Pasó la Navidad entre charlas y alarmas. La vivimos como pudimos, en diverso recogimiento. Y ahora se avecina la noche de San Silvestre: puente hacia el año nuevo, que acaso nos traerá algunas novedades. Que sean buenas, pedimos al gobierno y a quien haya que pedirlas. Esta Navidad no ha sido igual a las otras. Tuvo en su favor un mérito muy grande para quienes pudieron festejarla: el mérito de la supervivencia, y tuvo en su contra el dolor de quienes no llegaron al día 25. La pandemia hizo la diferencia; la pandemia y el fracaso en prevenirla y contenerla.

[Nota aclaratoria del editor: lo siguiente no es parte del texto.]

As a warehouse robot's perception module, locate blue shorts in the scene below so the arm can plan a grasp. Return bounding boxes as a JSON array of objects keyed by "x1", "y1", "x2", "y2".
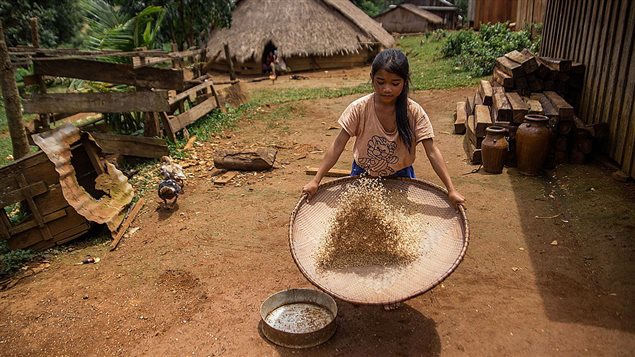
[{"x1": 351, "y1": 160, "x2": 415, "y2": 178}]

Quiero celebrar a quienes se “partieron el pecho” para asegurarnos esa supervivencia, poniendo en riesgo o perdiendo la suya. Pero ahora no hablaré de todos: sólo me referiré a las mujeres que nos abrigaron con su esfuerzo, sin reposo. En otro tiempo (y en éste), ellas prepararon la cena del 24, animaron la velada, pusieron la mesa del 25, prescindieron de su sueño para que nosotros disfrutáramos del nuestro. Magníficas mujeres: madres y abuelas, hermanas y compañeras. También hubo (y hay) varones ante el Portal y en el contorno, que merecen amplio reconocimiento. Pero ahora quiero hablar de las mujeres. Con amor y gratitud. Quiero darme —y dar— ese gusto.

Pienso en las mujeres que portan batas blancas y azules en los hospitales de México, donde reciben a enfermos y dolientes; en las que libran una ardua batalla en quirófanos, consultorios y galerías donde los enfermos se hallan a un punto de la vida y a un momento de la muerte; en las que asisten a los pacientes en larguísimas jornadas, con riesgo de su integridad y de su vida; en las que tienen el rostro cubierto, los ojos brillantes, la frente sudorosa, última imagen en la pupila de los moribundos; en las que renunciaron a la cercanía con sus familias y a su cena navideña para asistir a los derrotados por el infortunio. A ellas quiero referirme, no a la pandemia como drama universal que colma las noticias, abastece los discursos, puebla las estadísticas. A las mujeres: una a una, legión infinita, ejército que no reposa.

En ese contingente de mujeres generosas que ejercen su vocación, cumplen su profesión y se ganan la vida lidiando por otras vidas, hay enfermeras, médicas, laboratoristas, asistentes, afanadoras, estudiantes. Les hacemos homenaje en ceremonias heladas, a distancia, que se desarrollan frente a las cámaras y las tribunas, mientras ellas se esfuerzan en sus trincheras acosadas, con recursos menguados y jornadas abrumadoras. Oímos sus peticiones, y nos beneficiamos de su silencio y su constancia. No han desertado. Jamás abandonarán su puesto ni dejarán que los pacientes carezcan, por lo menos, de una mano amiga y de una mirada fraterna.

Otras mujeres aguardan a la puerta de esos centros de salud. También son madres, hermanas, hijas, compañeras. Velan orando y rogando. Llegaron hasta esa frontera llevando a sus padres, hijos, hermanos, compañeros. Ahí se despidieron; no pudieron seguirlos; no saben —pero sospechan— lo que ocurre más allá de la puerta. Insomnes, aguardan noticias No se retiran. Viven en esa estación la espera más larga de su vida. Insisto: también hay varones —millares— en esta encrucijada difícil, pero ahora he querido referirme sólo a las mujeres: a las que no disfrutaron la cena del 24, ni la comida del 25; a las que permanecieron, lucharon, enfermaron, murieron: ¡mujeres, mujeres! En buena medida, hemos dependido de ellas. Seguiremos dependiendo. Siempre.